Élements biographiques

A. Froemer Le Trotting-Club de Paris (1890)

Le sport est devenu une occupation pour les uns, une
- industrie pour les autres. Des gens intelligents et patriotes, surtout, ont augmenté, étendu son cadre d'action. On s'occupe donc activement maintenant, et de l'élevage du pur-sang, et de celui du demi-sang. Le cheval, l'ami de l'homme, voilà la passion du siècle.
Les courses ont deux buts : un but de plaisir et un but d'utilité, qui doivent être liés l'un à l'autre pour que le sport ne devienne pas ou un simple divertissement aux résultats aléatoires, ou un trafic.
Source : Gallica

A. Froemer Le Trotting-Club de Paris (1890)

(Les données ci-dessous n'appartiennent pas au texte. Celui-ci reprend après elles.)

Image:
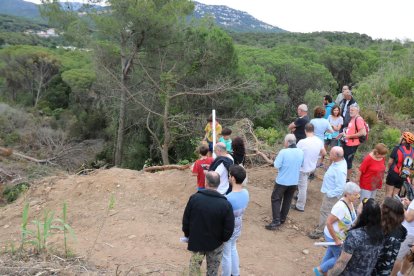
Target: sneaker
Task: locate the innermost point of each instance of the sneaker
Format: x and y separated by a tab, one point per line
272	226
293	206
315	234
311	176
316	271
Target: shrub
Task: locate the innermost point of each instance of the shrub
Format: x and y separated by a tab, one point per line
269	135
391	136
11	193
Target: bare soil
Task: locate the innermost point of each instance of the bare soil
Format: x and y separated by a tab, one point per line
140	235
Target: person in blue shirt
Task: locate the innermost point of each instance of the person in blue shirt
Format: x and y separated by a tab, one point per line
288	162
328	104
239	199
332	188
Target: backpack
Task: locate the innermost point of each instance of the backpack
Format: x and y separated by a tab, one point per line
364	138
407	164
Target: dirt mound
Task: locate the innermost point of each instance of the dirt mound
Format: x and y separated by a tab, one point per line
140	234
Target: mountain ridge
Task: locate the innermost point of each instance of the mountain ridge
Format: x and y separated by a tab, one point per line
225	17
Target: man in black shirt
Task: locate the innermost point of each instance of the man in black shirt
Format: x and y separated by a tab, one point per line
208	222
345	106
298	126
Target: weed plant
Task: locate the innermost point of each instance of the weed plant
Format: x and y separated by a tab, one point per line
11	193
45	228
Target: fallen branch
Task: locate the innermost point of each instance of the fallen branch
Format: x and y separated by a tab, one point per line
8	175
38	161
5	151
261	154
166	167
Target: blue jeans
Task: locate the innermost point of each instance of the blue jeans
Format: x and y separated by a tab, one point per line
331	255
230	260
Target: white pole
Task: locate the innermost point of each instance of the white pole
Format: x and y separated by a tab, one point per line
214	131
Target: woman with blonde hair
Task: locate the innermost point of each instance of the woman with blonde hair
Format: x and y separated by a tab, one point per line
372	171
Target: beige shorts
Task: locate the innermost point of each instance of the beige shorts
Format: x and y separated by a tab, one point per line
405	249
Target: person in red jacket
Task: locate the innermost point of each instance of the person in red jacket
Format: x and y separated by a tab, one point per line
202	164
399	159
372	171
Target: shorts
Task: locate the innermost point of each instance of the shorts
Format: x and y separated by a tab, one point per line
332	142
405	249
349	154
210	146
393	179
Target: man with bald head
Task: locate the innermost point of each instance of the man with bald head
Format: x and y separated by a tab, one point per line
208	222
288	162
340	96
221	165
298	126
332	188
345	106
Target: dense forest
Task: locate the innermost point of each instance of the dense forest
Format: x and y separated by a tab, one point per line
144	78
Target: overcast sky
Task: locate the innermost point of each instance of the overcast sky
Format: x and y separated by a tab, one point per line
376	18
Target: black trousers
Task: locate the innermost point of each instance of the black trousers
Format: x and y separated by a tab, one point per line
281	200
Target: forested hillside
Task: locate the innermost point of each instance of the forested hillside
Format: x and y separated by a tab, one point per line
145	79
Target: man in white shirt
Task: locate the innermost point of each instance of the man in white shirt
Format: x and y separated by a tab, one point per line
221	165
402	264
312	148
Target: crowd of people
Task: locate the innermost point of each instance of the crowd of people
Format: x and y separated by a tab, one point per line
363	236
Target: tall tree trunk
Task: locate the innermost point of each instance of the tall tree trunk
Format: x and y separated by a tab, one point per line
39	90
167	134
121	125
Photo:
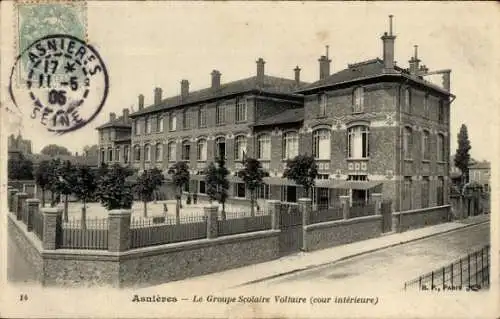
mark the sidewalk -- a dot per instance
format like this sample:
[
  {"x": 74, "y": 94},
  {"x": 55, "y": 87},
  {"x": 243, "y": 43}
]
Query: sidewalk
[{"x": 307, "y": 260}]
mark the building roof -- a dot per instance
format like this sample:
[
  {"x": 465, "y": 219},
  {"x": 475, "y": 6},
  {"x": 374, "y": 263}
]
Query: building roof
[
  {"x": 271, "y": 85},
  {"x": 288, "y": 116},
  {"x": 119, "y": 122}
]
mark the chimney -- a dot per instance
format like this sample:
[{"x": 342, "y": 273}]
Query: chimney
[
  {"x": 125, "y": 114},
  {"x": 141, "y": 101},
  {"x": 388, "y": 42},
  {"x": 324, "y": 65},
  {"x": 297, "y": 75},
  {"x": 414, "y": 62},
  {"x": 184, "y": 89},
  {"x": 157, "y": 97},
  {"x": 215, "y": 79},
  {"x": 260, "y": 70}
]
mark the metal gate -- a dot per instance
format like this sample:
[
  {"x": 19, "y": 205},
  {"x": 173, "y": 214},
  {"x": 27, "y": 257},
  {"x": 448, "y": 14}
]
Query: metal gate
[
  {"x": 386, "y": 216},
  {"x": 290, "y": 238}
]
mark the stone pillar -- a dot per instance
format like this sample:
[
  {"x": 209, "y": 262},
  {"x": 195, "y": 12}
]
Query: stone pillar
[
  {"x": 20, "y": 202},
  {"x": 12, "y": 202},
  {"x": 52, "y": 219},
  {"x": 118, "y": 230},
  {"x": 377, "y": 199},
  {"x": 344, "y": 201},
  {"x": 32, "y": 206},
  {"x": 274, "y": 209},
  {"x": 211, "y": 213}
]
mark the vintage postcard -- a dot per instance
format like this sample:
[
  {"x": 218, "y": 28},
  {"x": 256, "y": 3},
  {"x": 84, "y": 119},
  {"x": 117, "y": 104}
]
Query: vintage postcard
[{"x": 249, "y": 159}]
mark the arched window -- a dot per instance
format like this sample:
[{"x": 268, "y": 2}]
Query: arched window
[
  {"x": 358, "y": 141},
  {"x": 147, "y": 152},
  {"x": 321, "y": 144},
  {"x": 201, "y": 150},
  {"x": 407, "y": 142},
  {"x": 137, "y": 153},
  {"x": 220, "y": 147},
  {"x": 290, "y": 145},
  {"x": 240, "y": 147},
  {"x": 264, "y": 147},
  {"x": 159, "y": 152},
  {"x": 172, "y": 147}
]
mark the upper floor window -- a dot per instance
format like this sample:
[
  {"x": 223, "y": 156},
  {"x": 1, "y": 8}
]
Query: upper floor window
[
  {"x": 220, "y": 115},
  {"x": 264, "y": 147},
  {"x": 425, "y": 146},
  {"x": 407, "y": 142},
  {"x": 172, "y": 122},
  {"x": 172, "y": 147},
  {"x": 323, "y": 101},
  {"x": 202, "y": 116},
  {"x": 147, "y": 152},
  {"x": 148, "y": 125},
  {"x": 358, "y": 142},
  {"x": 358, "y": 99},
  {"x": 321, "y": 144},
  {"x": 240, "y": 147},
  {"x": 158, "y": 152},
  {"x": 241, "y": 110},
  {"x": 201, "y": 150},
  {"x": 290, "y": 145}
]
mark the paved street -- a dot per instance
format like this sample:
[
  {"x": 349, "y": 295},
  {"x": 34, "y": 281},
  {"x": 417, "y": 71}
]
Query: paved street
[{"x": 386, "y": 269}]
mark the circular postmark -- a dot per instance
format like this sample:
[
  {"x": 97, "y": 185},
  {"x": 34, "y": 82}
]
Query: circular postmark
[{"x": 64, "y": 84}]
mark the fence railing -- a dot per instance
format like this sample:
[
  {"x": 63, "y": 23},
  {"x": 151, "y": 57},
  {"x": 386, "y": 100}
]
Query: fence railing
[
  {"x": 470, "y": 272},
  {"x": 93, "y": 236}
]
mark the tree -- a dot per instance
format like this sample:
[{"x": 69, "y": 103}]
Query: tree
[
  {"x": 146, "y": 185},
  {"x": 55, "y": 150},
  {"x": 180, "y": 177},
  {"x": 42, "y": 178},
  {"x": 113, "y": 189},
  {"x": 462, "y": 157},
  {"x": 217, "y": 183},
  {"x": 252, "y": 175},
  {"x": 84, "y": 188},
  {"x": 302, "y": 170}
]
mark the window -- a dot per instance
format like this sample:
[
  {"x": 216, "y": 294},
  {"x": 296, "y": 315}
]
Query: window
[
  {"x": 220, "y": 147},
  {"x": 201, "y": 150},
  {"x": 186, "y": 150},
  {"x": 240, "y": 147},
  {"x": 440, "y": 148},
  {"x": 159, "y": 152},
  {"x": 358, "y": 99},
  {"x": 239, "y": 190},
  {"x": 125, "y": 154},
  {"x": 425, "y": 146},
  {"x": 407, "y": 142},
  {"x": 137, "y": 153},
  {"x": 202, "y": 116},
  {"x": 323, "y": 101},
  {"x": 358, "y": 142},
  {"x": 147, "y": 125},
  {"x": 172, "y": 147},
  {"x": 172, "y": 122},
  {"x": 147, "y": 153},
  {"x": 159, "y": 123},
  {"x": 241, "y": 110},
  {"x": 220, "y": 115},
  {"x": 425, "y": 191},
  {"x": 290, "y": 145},
  {"x": 264, "y": 147}
]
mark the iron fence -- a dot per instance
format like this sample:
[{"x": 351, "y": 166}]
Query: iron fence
[{"x": 470, "y": 272}]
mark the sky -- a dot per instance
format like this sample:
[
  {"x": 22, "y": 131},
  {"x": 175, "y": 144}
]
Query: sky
[{"x": 150, "y": 44}]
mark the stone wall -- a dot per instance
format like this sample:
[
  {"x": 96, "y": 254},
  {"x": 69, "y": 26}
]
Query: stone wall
[{"x": 340, "y": 232}]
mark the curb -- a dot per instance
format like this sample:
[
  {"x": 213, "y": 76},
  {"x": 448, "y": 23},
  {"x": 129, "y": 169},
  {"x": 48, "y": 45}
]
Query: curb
[{"x": 357, "y": 254}]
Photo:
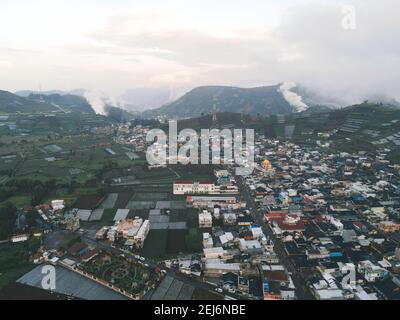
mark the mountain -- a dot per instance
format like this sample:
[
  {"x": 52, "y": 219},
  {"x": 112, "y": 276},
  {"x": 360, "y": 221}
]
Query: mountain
[
  {"x": 278, "y": 99},
  {"x": 55, "y": 103},
  {"x": 12, "y": 103},
  {"x": 27, "y": 93},
  {"x": 140, "y": 99},
  {"x": 67, "y": 102}
]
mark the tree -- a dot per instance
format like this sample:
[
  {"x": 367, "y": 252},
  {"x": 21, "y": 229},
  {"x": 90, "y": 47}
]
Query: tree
[
  {"x": 31, "y": 217},
  {"x": 7, "y": 220}
]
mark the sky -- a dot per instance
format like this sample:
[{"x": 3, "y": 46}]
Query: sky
[{"x": 347, "y": 48}]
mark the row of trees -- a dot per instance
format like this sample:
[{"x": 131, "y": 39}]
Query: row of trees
[{"x": 7, "y": 220}]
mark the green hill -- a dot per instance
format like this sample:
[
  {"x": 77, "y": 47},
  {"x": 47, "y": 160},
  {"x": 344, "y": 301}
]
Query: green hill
[{"x": 205, "y": 100}]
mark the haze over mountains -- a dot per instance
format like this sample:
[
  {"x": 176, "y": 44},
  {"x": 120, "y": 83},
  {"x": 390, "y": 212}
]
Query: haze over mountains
[{"x": 284, "y": 98}]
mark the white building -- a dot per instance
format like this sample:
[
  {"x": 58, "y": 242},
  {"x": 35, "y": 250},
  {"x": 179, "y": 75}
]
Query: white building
[
  {"x": 207, "y": 241},
  {"x": 142, "y": 234},
  {"x": 58, "y": 205},
  {"x": 214, "y": 253},
  {"x": 19, "y": 238},
  {"x": 190, "y": 187}
]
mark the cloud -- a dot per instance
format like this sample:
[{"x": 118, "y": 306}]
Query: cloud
[{"x": 177, "y": 47}]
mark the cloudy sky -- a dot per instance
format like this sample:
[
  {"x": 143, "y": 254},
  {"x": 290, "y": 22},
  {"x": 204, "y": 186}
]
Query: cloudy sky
[{"x": 115, "y": 45}]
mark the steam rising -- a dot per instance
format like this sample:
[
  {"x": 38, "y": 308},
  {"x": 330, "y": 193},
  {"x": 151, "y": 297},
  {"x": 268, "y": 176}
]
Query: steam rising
[
  {"x": 96, "y": 101},
  {"x": 292, "y": 98}
]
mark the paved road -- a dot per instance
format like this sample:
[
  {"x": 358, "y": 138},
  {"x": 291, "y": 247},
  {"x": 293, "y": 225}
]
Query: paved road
[{"x": 302, "y": 290}]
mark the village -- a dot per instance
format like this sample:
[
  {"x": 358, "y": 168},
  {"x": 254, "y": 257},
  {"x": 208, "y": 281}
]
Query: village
[{"x": 306, "y": 224}]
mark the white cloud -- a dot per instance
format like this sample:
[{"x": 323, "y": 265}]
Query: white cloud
[{"x": 138, "y": 44}]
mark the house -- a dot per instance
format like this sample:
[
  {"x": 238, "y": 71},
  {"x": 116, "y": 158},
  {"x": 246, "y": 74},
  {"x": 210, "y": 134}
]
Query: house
[
  {"x": 229, "y": 218},
  {"x": 205, "y": 220},
  {"x": 207, "y": 241},
  {"x": 19, "y": 238},
  {"x": 389, "y": 226},
  {"x": 183, "y": 187}
]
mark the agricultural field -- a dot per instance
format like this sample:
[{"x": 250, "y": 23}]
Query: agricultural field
[
  {"x": 127, "y": 275},
  {"x": 14, "y": 260}
]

Chaque jour, les propriétaires font des matchs entre eux! Chaque jour, des courses et des paris entre amateurs! Quoi de plus gai, de plus pimpant, de plus vivant que cette promenade ! C'est autre chose que le défilé traditionnel, classique et « embêtant » de notre Bois de Boulogne. On n'y va point au pas. On trotte, et à quelles allures!
On trotte, donc on vit. Le Trotting-Club de Neuilly-Levallois a déjà commencé à nous donner cette sensation d'activité, non point fiévreuse, mais saine, vigoureuse, puissante de bonne santé!
Source : Gallica

A. Froemer Le Trotting-Club de Paris (1890)

Si nous nous rendons à cette vérité que, partout et toujours, le cheval bien dressé battra un cheval meilleur que lui, mais mal dressé, on conviendra que tous les efforts de nos éleveurs doivent avoir désormais pour but le dressage et l'entraînement.
Pour les chevaux de demi-sang comme pour les chevaux de pur-sang, il faut que les éleveurs et les propriétaires s'habituent à surveiller eux-mêmes l'entraînement de leurs sujets, ou, s'ils ne le peuvent, à les confier à des entraîneurs spéciaux, comme ceux qui obtiennent de si merveilleux résultats en Amérique et ailleurs.